Palynologically plant families can be segregated into two groups:
(a) Stenopalynous, where the taxa of the family display more or less same type of pollen grains, e.g., Poaceae, Casuarinaceae, Chenopodiaceae, Amaranthaceae, etc., and
(b) Eurypalynous, where the taxa are characterized by an obvious difference in pollen types, e.g., Rubiaceae, Acanthaceae, Verbenaceae, Solanaceae, Convolvulaceae, Fabaceae, etc.
Based on stenopalyny or eurypalyny the inter- or intra- family affinity and phylogeny of taxa may be determined. The knowledge of pollen morphology has been to substantiate many taxonomic revisions sometimes even up to the formation of new taxa.

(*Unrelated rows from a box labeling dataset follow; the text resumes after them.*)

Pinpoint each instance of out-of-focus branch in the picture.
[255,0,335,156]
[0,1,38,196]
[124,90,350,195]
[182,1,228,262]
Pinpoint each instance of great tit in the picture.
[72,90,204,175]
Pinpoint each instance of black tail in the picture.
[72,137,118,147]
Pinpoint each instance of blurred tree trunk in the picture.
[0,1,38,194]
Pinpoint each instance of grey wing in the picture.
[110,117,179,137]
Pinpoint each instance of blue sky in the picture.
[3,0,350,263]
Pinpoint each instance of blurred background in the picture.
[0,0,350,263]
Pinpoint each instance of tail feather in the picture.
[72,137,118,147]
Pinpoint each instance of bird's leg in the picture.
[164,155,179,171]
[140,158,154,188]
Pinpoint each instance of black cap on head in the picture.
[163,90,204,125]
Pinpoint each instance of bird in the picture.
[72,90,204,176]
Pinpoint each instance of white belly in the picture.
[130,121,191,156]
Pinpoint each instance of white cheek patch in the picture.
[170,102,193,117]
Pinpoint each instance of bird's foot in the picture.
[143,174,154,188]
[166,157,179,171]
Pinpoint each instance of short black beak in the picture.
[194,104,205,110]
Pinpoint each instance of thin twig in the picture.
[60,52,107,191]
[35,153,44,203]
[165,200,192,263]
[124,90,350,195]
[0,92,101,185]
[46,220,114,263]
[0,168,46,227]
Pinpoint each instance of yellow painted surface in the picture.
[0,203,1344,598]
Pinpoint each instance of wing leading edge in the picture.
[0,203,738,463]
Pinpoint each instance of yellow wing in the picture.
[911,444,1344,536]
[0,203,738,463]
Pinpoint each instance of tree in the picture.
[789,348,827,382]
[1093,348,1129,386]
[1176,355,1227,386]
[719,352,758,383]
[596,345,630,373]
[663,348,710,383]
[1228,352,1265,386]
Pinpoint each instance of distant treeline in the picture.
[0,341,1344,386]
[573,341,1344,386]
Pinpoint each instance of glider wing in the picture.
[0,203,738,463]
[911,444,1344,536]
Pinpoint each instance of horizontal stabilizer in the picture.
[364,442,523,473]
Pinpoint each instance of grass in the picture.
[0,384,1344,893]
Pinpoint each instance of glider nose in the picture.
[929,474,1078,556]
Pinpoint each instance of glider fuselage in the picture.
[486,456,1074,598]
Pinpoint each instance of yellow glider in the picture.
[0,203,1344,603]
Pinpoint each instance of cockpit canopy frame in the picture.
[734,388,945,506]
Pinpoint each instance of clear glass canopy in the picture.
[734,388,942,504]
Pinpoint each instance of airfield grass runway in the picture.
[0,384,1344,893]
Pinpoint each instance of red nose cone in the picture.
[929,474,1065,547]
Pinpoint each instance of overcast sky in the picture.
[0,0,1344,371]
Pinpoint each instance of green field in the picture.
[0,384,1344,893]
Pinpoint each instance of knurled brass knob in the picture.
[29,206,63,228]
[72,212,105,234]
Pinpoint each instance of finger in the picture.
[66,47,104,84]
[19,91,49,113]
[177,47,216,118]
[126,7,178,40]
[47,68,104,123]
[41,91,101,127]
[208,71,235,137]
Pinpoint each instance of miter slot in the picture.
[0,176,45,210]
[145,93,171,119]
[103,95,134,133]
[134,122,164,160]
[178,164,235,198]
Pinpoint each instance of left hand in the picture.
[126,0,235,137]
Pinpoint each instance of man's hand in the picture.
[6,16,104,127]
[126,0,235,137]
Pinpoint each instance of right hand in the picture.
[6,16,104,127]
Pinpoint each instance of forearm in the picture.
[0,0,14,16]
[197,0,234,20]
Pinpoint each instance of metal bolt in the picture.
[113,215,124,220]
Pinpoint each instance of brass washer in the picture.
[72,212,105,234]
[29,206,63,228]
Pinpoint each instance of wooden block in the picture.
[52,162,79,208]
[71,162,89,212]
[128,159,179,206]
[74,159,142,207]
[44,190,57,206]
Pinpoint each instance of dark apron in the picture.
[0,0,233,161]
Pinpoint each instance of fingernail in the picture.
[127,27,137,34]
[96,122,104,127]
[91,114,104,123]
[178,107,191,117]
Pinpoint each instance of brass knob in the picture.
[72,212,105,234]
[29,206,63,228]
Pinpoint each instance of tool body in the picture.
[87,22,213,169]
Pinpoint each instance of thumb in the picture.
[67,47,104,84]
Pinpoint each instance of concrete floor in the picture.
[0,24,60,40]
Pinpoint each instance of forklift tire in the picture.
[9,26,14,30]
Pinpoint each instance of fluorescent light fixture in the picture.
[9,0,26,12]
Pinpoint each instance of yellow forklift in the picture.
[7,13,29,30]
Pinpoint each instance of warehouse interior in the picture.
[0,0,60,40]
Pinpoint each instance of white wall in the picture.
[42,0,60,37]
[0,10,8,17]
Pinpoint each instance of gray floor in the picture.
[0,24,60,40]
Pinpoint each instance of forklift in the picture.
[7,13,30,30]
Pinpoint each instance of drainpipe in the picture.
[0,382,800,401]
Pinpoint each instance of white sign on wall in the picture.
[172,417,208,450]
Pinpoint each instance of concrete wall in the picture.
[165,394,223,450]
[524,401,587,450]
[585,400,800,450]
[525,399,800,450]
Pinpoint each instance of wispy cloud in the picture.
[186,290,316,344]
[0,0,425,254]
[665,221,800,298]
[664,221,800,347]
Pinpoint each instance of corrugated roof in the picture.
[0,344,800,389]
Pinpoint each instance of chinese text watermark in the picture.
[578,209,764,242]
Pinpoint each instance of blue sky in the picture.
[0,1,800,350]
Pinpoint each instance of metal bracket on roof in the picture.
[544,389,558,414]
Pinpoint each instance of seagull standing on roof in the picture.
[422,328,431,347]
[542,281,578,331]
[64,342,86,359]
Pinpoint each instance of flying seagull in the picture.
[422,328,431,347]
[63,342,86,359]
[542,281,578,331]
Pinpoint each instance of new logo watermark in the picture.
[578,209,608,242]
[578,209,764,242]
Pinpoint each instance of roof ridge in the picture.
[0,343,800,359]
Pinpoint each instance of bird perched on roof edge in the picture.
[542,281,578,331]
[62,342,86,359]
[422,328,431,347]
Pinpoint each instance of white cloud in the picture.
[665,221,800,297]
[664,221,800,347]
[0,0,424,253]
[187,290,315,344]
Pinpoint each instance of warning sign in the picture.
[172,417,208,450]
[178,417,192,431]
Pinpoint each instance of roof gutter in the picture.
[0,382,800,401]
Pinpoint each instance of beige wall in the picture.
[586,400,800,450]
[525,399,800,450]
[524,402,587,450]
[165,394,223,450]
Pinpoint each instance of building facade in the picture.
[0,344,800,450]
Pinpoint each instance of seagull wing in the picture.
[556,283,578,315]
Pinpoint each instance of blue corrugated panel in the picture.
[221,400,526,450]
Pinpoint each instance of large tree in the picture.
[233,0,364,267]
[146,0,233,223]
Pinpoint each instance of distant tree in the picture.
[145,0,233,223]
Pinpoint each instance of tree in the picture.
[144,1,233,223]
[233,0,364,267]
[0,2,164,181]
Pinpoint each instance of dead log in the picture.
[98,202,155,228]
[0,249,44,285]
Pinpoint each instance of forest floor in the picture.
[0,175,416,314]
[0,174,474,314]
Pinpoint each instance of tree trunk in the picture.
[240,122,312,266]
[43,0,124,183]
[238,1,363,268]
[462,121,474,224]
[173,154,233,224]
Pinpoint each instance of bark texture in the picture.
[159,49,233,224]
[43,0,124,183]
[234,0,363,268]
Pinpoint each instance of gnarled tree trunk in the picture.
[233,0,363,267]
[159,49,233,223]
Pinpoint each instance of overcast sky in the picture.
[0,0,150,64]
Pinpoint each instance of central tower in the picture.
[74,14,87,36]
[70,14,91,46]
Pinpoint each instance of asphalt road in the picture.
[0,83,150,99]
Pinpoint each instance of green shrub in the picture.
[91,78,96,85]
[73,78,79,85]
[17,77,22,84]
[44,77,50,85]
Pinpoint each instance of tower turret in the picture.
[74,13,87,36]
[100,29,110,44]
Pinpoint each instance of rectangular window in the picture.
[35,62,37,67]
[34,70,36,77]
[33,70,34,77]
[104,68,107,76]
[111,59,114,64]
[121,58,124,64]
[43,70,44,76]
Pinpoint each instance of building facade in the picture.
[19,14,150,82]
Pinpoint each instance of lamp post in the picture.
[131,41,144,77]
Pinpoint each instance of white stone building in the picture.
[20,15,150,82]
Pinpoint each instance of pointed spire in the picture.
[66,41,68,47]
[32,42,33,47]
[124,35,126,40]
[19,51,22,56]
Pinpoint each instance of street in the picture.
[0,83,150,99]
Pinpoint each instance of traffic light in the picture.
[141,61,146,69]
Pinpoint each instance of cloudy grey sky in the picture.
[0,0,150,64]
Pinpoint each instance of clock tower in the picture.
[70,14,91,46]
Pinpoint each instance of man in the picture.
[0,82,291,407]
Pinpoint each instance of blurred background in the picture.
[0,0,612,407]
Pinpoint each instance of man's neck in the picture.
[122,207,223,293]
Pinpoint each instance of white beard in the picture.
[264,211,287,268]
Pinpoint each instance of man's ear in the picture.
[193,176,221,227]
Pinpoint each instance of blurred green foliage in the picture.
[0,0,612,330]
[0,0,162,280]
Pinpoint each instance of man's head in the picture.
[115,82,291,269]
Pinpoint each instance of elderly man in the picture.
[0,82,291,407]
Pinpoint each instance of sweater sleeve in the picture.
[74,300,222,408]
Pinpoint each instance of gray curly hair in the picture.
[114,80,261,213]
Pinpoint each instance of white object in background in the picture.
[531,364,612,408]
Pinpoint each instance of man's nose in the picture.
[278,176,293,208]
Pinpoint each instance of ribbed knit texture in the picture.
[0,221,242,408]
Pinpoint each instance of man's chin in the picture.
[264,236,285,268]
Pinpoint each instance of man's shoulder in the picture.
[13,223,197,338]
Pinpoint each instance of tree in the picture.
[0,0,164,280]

Segregation of Bombacaceae from Malvaceae, Trapaceae from Onagraceae, amalgamation of Cannaceae, Musaceae and Zingiberaceae into Scitamineae, and Moraceae and Cannabinaceae into Urticaceae, are a few examples of the contribution of the pollen morphology to taxonomy.
With evidences from other areas like anatomy, embryology, cytology, chemotaxonomy, the conclusions on the basis of palynology would become more trustworthy and resounding.